Ehrlich wenn man mit studentischen Hilfskräften Word-Dokumente mit ein paar hundert Seiten inklusive Zeichnungen in ASCII übersetzt hat, dann steht man kurz davor Amok zu laufen. Dank übrigens an dieser Stelle an alle studentischen Hilfskräfte in allen Arbeitsgruppen dieser Welt. Ohne Euch wären die Läden schon längst zusammengebrochen.
Ach und dann stehen noch diverse Konferenzen an, auf denen man seine neusten Ergebnisse vorstellen soll.Außerdem sollte ich noch die Publikationen der Kollegen lesen, um auf dem Laufenden zu bleiben. Besonders ärgerlich ist es dann, wenn Forscher auf den amerikanischen Eliteunis scheinbar ein Paper nach dem anderen raushauen. Kunststück. Wer locker mindestens doppelt so viele Leute für ein ähnliches Arbeitsaufkommen zur Verfügung hat, der kann auch mal vier Paper im Jahr schreiben. Wie soll man dagegen ankommen? Noch die Nacht und das Privatleben komplett opfern?

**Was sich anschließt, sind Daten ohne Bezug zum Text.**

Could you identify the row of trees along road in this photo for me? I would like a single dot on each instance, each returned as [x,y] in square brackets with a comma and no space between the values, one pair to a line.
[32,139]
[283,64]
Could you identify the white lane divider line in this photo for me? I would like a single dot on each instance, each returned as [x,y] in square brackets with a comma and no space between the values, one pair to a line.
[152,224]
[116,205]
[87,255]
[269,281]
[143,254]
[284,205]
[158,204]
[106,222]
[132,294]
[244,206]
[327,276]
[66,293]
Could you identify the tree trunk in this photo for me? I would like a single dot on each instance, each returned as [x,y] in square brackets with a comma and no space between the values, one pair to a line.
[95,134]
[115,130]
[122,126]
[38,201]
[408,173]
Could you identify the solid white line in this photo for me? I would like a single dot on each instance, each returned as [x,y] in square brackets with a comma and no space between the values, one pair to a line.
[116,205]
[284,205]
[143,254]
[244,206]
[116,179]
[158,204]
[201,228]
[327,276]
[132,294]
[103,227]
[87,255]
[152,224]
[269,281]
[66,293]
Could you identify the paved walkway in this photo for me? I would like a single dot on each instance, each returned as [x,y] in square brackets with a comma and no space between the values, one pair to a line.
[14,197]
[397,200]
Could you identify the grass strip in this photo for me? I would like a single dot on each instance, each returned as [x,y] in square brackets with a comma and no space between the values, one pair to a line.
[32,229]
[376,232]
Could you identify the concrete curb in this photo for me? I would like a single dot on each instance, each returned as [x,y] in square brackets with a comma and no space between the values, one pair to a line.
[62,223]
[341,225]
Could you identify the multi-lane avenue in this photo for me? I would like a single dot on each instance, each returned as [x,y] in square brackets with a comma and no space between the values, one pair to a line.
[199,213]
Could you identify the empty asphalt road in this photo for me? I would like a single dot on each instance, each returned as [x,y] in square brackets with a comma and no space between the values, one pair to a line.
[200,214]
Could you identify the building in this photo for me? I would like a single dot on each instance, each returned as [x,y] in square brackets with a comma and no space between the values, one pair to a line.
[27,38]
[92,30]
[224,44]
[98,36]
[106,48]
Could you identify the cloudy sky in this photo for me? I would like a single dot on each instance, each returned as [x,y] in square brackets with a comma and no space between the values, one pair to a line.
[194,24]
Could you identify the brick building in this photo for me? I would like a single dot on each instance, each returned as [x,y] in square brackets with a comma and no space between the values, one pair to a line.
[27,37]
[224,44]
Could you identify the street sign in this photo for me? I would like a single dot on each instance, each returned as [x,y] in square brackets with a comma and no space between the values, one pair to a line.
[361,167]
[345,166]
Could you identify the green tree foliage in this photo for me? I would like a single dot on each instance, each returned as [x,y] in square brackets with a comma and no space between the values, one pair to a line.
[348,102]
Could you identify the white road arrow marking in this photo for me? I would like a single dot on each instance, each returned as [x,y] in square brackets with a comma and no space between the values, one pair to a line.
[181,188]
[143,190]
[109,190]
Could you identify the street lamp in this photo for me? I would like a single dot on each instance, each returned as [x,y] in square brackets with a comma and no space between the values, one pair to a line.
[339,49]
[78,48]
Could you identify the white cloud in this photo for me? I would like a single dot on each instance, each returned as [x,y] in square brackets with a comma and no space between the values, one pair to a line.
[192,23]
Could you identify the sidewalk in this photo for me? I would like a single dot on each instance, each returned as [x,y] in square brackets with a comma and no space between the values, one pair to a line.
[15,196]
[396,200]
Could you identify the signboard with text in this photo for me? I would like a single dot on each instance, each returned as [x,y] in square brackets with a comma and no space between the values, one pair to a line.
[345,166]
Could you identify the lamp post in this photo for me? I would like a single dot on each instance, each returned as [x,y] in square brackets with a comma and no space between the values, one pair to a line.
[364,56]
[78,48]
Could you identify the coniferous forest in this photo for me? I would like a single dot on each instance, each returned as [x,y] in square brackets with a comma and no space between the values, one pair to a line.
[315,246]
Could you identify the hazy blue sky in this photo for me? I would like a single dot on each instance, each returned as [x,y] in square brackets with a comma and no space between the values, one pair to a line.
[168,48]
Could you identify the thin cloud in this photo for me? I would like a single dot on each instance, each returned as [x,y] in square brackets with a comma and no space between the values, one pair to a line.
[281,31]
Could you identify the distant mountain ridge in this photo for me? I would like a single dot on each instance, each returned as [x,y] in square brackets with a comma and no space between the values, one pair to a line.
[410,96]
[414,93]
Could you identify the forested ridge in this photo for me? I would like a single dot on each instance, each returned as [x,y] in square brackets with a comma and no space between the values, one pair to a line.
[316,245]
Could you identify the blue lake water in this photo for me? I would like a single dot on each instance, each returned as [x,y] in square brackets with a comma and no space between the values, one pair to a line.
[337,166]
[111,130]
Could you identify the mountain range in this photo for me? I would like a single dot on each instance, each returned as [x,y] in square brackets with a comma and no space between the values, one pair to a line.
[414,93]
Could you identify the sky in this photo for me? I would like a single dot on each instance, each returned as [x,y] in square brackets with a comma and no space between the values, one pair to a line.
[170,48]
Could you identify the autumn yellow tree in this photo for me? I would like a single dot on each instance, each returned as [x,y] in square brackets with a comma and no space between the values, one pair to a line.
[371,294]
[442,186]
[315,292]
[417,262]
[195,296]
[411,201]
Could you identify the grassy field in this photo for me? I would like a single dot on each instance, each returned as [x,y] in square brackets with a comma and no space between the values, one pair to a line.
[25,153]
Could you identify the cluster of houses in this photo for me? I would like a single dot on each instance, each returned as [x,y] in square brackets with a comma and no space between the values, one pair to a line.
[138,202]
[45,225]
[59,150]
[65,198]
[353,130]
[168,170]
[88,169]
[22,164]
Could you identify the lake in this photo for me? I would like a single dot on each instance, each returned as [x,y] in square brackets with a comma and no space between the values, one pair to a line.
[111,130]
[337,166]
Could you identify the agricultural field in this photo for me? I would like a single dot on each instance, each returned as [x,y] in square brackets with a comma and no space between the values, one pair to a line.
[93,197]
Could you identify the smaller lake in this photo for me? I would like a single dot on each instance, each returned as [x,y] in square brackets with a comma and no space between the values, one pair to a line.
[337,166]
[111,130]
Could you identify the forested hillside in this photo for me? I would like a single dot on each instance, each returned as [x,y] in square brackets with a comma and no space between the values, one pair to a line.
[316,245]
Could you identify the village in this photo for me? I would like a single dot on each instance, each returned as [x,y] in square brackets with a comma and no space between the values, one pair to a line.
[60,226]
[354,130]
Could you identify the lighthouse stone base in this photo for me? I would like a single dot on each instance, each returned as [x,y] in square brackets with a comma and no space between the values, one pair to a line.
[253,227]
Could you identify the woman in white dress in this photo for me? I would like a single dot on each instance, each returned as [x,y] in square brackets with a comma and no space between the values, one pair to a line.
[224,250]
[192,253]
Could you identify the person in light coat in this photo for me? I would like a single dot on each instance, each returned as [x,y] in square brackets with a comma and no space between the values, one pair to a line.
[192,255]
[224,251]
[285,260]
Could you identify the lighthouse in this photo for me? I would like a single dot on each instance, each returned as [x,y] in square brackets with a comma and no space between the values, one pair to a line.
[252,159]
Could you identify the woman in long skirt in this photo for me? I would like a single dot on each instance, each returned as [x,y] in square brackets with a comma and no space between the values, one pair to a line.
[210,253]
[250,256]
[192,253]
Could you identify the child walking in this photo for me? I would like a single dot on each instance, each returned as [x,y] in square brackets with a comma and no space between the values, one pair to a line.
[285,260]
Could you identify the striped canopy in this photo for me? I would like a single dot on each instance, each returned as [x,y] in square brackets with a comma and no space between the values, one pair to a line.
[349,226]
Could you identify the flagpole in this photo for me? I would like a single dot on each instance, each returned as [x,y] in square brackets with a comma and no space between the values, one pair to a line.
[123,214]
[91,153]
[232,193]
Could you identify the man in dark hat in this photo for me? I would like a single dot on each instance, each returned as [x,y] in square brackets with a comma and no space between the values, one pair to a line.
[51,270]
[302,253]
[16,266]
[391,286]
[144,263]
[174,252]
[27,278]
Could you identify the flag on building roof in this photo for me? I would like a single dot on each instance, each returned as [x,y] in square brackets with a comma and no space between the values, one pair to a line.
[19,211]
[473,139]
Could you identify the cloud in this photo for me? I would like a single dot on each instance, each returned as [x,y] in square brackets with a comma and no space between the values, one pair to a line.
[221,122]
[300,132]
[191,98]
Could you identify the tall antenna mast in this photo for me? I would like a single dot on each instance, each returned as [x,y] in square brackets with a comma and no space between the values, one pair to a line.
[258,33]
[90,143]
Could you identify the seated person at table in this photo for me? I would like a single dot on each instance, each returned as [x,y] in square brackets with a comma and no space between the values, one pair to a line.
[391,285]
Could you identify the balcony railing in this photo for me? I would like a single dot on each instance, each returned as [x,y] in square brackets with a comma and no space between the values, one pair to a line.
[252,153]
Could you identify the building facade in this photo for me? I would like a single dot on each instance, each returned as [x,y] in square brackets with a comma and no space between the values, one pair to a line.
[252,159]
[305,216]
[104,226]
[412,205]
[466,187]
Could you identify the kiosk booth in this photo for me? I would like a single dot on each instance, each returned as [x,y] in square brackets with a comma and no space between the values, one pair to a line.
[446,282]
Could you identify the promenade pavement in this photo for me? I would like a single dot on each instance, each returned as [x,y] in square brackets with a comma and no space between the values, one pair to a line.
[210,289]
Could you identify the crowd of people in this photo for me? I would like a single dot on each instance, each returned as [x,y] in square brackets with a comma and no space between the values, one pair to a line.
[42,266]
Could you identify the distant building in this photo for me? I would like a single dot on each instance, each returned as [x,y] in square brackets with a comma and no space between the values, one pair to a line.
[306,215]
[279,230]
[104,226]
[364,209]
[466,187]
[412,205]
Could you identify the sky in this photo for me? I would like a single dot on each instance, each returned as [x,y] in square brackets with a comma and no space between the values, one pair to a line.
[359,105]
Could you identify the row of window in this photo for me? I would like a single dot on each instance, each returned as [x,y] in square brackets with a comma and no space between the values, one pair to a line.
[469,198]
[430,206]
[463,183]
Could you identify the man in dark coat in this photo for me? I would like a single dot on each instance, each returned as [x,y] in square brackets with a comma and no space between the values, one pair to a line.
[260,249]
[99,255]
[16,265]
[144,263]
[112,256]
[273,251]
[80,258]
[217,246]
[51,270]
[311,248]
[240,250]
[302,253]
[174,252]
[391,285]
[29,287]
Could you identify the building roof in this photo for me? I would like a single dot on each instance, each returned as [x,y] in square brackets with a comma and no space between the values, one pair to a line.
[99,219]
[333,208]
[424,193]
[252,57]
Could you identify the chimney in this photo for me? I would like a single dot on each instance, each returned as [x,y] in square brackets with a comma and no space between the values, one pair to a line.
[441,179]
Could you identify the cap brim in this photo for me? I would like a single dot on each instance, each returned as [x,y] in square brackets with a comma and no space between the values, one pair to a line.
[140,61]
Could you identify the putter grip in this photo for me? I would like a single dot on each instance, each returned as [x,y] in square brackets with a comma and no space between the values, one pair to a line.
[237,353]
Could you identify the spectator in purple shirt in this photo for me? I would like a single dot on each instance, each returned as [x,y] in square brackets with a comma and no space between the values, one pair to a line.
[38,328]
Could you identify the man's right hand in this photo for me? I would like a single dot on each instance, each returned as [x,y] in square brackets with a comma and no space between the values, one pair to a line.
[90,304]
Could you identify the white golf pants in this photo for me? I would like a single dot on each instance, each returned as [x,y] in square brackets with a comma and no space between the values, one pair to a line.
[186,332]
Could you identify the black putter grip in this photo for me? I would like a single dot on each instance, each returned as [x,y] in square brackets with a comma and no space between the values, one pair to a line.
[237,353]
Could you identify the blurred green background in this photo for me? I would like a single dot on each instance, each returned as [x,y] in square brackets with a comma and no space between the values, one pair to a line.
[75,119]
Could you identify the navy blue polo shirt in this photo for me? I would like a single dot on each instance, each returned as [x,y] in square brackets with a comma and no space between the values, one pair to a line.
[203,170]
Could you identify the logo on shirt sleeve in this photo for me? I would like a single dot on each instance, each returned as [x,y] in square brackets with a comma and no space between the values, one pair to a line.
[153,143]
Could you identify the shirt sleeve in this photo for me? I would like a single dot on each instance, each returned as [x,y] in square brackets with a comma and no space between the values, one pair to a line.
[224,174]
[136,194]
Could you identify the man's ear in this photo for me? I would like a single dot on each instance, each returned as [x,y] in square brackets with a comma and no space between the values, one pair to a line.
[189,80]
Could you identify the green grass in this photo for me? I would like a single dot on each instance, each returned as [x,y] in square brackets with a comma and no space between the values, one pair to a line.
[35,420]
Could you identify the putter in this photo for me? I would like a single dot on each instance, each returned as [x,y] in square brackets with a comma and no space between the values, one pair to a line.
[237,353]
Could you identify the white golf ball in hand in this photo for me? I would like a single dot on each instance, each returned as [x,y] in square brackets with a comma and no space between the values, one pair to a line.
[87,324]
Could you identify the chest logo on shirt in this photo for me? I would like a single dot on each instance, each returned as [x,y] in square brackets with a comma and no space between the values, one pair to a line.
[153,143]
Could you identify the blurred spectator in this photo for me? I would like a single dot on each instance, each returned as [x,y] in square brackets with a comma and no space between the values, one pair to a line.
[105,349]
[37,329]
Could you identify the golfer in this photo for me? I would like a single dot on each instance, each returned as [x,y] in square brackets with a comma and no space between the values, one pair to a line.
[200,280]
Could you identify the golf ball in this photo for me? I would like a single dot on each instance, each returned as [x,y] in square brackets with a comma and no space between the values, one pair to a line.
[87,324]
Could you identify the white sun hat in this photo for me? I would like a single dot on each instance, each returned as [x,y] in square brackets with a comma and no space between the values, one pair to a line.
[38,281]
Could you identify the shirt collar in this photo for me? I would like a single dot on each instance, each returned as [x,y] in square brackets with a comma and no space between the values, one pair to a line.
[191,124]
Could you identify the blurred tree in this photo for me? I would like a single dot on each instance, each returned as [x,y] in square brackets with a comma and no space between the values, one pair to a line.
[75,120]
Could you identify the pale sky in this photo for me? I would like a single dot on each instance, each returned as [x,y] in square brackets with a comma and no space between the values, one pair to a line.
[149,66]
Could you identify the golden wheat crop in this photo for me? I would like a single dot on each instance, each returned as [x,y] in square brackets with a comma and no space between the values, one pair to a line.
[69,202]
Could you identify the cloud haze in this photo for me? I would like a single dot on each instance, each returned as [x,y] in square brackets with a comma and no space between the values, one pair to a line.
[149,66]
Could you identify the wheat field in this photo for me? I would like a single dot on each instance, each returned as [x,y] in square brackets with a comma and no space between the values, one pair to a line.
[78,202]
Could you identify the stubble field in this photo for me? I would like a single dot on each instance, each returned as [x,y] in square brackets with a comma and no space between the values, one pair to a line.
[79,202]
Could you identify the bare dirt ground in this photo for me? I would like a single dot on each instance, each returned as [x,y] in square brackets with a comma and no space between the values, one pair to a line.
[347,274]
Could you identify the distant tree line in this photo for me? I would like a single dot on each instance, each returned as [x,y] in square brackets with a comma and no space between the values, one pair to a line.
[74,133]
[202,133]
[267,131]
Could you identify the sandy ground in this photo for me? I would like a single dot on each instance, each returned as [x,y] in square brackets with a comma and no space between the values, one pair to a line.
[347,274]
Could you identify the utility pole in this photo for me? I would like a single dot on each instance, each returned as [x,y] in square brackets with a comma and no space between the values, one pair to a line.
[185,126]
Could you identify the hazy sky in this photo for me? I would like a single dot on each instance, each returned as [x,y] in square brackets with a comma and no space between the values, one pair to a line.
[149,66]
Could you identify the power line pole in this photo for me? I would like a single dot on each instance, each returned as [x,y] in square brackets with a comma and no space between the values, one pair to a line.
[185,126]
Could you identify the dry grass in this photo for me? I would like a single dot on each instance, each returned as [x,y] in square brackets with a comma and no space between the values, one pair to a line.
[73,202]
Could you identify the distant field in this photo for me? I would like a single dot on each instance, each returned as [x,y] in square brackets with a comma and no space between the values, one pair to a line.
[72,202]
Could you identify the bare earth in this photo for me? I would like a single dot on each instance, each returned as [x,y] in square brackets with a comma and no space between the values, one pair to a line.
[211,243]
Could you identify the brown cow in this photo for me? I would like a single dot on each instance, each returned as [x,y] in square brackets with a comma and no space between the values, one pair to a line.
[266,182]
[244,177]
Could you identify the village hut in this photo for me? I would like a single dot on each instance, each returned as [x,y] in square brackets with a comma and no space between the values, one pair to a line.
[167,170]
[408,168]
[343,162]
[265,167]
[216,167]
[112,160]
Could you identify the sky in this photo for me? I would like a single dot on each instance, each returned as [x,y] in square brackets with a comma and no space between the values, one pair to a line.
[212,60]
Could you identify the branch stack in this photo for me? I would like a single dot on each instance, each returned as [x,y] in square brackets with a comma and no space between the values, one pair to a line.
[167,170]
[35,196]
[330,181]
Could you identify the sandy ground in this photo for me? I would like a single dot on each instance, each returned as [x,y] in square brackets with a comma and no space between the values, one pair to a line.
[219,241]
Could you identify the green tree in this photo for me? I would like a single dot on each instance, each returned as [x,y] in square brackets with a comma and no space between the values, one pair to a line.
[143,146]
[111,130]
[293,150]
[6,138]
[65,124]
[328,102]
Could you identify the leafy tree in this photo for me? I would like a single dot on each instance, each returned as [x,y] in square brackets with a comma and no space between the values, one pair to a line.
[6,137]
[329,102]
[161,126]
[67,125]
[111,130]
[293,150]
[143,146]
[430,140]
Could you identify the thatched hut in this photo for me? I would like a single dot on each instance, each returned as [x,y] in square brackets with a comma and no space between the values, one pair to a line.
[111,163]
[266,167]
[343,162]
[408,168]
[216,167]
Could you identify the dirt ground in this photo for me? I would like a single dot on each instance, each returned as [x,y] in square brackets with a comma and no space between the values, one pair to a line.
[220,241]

Wehe, wenn dann irgendwie Sand ins Getriebe kommt. Wenn eine Projekt, das ursprünglich einen Monat hätte dauern sollen, in ein dreimonatiges transatlantisches Hick-Hack ausartet. Oder diverse Kollegen Beiträge für ein wichtiges Paper versprechen und sich dann wochenlang gar nicht melden. Selbst auf diverse Erinnerungen kommt dann “Ach ja, ich bin noch nicht dazu gekommen. Aber demnächst…” Als ich dann die Leute nach Monaten auf Meetings endlich mal persönlich traf, hieß es dann: “Ich weiß, Du hast mir da eine Email geschrieben. Was stand da noch mal drin?”
Ehrlich, ich selbst hab ein tierisch schlechtes Gewissen, wenn ich mal auf ne Email-Anfrage erst nach 3 Wochen reagieren kann und andere machen sich noch nicht mal die Mühe vor so einem Meeting die Emails zu checken. Das sind dann die Momente, wo ich am liebsten zum Hulk werden möchte:
Tja, wer hat je behauptet, dass in der Wissenschaft alles Liebe, Freude und eitel Sonnenschein wäre? Ich nicht 😉 Hier geht genau derselbe Driss ab, wie in der “freien Wirtschaft”.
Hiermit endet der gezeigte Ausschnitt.